Title:Investigation of nodal domains in the chaotic microwave ray-splitting rough billiard

Abstract: We study experimentally nodal domains of wave functions (electric field distributions) lying in the regime of Shnirelman ergodicity in the chaotic microwave half-circular ray-splitting rough billiard. For this aim the wave functions Psi_N of the billiard were measured up to the level number N=415. We show that in the regime of Shnirelman ergodicity (N>208) wave functions of the chaotic half-circular microwave ray-splitting rough billiard are extended over the whole energy surface and the amplitude distributions are Gaussian. For such ergodic wave functions the dependence of the number of nodal domains aleph_N on the level number N was found.

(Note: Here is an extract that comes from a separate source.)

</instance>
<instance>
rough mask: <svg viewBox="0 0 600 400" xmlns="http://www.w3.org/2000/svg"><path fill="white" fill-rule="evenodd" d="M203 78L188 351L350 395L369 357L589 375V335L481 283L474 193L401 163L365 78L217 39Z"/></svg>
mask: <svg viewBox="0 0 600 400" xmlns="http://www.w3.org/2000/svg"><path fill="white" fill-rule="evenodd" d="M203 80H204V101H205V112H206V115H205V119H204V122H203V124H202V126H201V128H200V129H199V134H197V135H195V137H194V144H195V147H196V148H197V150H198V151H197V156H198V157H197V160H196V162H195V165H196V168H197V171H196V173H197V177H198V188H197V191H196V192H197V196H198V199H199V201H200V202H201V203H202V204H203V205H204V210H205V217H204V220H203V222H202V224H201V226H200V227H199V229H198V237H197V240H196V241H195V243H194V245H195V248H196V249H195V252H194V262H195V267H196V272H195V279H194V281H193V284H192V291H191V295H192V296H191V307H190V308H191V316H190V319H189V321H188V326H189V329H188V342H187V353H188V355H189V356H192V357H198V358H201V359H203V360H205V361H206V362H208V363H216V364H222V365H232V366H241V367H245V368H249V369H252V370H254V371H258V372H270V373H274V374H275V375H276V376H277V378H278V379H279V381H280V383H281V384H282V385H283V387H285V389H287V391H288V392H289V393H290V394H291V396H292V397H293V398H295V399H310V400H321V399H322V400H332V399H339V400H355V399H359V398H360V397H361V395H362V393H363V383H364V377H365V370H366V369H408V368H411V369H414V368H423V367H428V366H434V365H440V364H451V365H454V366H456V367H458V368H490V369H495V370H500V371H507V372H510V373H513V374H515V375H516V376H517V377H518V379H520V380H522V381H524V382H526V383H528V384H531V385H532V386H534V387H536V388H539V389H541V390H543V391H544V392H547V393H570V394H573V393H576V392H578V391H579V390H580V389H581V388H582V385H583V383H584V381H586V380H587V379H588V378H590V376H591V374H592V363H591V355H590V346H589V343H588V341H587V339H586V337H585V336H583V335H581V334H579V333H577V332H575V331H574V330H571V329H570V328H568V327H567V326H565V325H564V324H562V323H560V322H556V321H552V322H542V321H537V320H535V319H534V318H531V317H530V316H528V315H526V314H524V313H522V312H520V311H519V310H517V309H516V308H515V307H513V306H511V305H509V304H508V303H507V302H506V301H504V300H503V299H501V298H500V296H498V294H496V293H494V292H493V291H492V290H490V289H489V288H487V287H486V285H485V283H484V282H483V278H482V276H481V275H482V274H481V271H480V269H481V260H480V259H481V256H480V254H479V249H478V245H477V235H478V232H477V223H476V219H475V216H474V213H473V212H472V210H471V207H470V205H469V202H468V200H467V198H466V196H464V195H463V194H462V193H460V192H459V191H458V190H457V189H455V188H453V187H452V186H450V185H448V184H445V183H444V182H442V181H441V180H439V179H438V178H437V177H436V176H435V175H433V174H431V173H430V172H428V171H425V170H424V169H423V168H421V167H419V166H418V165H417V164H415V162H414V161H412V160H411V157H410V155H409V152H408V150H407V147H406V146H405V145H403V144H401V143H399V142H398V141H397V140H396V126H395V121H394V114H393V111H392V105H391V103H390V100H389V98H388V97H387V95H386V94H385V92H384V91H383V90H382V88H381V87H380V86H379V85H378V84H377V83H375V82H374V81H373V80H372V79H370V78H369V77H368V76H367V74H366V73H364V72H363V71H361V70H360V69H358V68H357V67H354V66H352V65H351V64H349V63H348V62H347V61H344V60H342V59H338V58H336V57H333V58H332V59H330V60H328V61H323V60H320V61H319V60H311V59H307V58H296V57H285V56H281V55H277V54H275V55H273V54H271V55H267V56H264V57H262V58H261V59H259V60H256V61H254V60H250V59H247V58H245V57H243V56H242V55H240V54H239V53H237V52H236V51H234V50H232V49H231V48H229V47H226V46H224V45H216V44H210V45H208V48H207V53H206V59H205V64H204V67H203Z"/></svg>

We show that in the limit N->infty the least squares fit of the experimental data yields aleph_N/N = 0.063 +- 0.023 that is close to the theoretical prediction aleph_N/N = 0.062. We demonstrate that for higher level numbers N = 215-415 the variance of the mean number of nodal domains sigma^2_N/ N is scattered around the theoretical limit sigma^2_N /N = 0.05. We also found that the distribution of the areas s of nodal domains has power behavior n_s ~ s^{-tau}, where the scaling exponent is equal to tau = 2.14 +- 0.12. This result is in a good agreement with the prediction of percolation theory.